15. The coupler of claim 14, wherein the fourth cavity is further configured to indicate a direction of moving the first ring from the second position with respect to the body to the first position with respect to the body.

16. The coupler of claim 14, wherein the first ring further has a fifth cavity, the fifth cavity being aligned with the fourth cavity and being configured to indicate a direction of moving the first ring from the second position with respect to the body to the first position with respect to the body.

17. The coupler of claim 12, wherein the first ring further has a fourth cavity, the fourth cavity being disposed at an outer portion of the first ring and configured to indicate a direction of rotating the first ring with respect to the body for misaligning the third cavity with the stopping unit.

18. The coupler of claim 1, further comprising a guide disposed inside the body and configured to guide a gas provided from the gas supply,

wherein the body has an input opening configured for receiving the gas provided from the gas supply,

wherein a first portion of the guide is positioned closer to input opening than a second portion of the guide, and

wherein a cross-sectional area of the first portion of the guide is smaller than a cross-sectional area of the second portion of the guide.

19. The coupler of claim 18, further comprising a filter configured to filter the gas provided from the gas supply, wherein a portion of the filter surrounds the first portion of the guide.

20. The coupler of claim 1, further comprising a filter configured to filter a gas provided from the gas supply,

wherein the body has an input opening configured for receiving the gas provided from the gas supply,

wherein a first portion of the filter is positioned closer to the input opening than a second portion of the filter, and

wherein a diameter of the first portion of the guide is smaller than a diameter of the second portion of the guide.

21. The coupler of claim 1, further comprising:

a partition disposed between a first inner space inside the body and a second inner space inside the body; and

a filter configured to filter a gas provided from the gas supply,

wherein the body further has an input opening configured for receiving the gas provided from the gas supply, and

wherein the filter is disposed between the partition and the input opening.

22. The coupler of claim 1, further comprising a guide disposed inside the body and configured to guide a gas provided from the gas supply,

wherein a first portion of the guide is positioned farther to the second cavity than a second portion of the guide, and

wherein a cross-sectional area of the first portion of the guide is smaller than a cross-sectional area of the second portion of the guide.

23. The coupler of claim 22,

wherein a third portion of the guide is positioned closer to the first cavity than a fourth portion of the guide,

wherein the second portion of the guide and the third portion of the guide are disposed between the first portion of the guide and the fourth portion of the guide, and

wherein a cross-sectional area of the third portion of the guide is larger than a cross-sectional area of the fourth portion of the guide.

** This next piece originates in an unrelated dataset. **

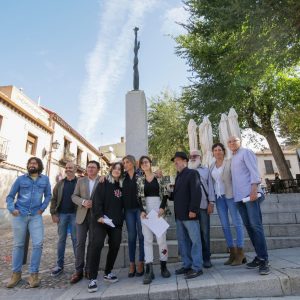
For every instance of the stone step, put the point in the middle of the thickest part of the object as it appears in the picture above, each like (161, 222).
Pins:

24. The coupler of claim 1, further comprising:

a partition disposed between a first inner space inside the body and a second inner space inside the body; and

a guide disposed inside the body and configured to guide a gas provided from the gas supply,

wherein the first inner space is pneumatically connected to the first through hole,

wherein the second inner space is pneumatically connected to the second through hole,

wherein a first portion of the guide is positioned farther to the partition than a second portion of the guide, and

wherein a cross-sectional area of the first portion of the guide is smaller than a cross-sectional area of the second portion of the guide.

25. The coupler of claim 24,

wherein a third portion of the guide is positioned closer to the partition than a fourth portion of the guide,

wherein the second portion of the guide and the third portion of the guide are disposed between the first portion of the guide and the fourth portion of the guide, and

wherein a cross-sectional area of the third portion of the guide is larger than a cross-sectional area of the fourth portion of the guide.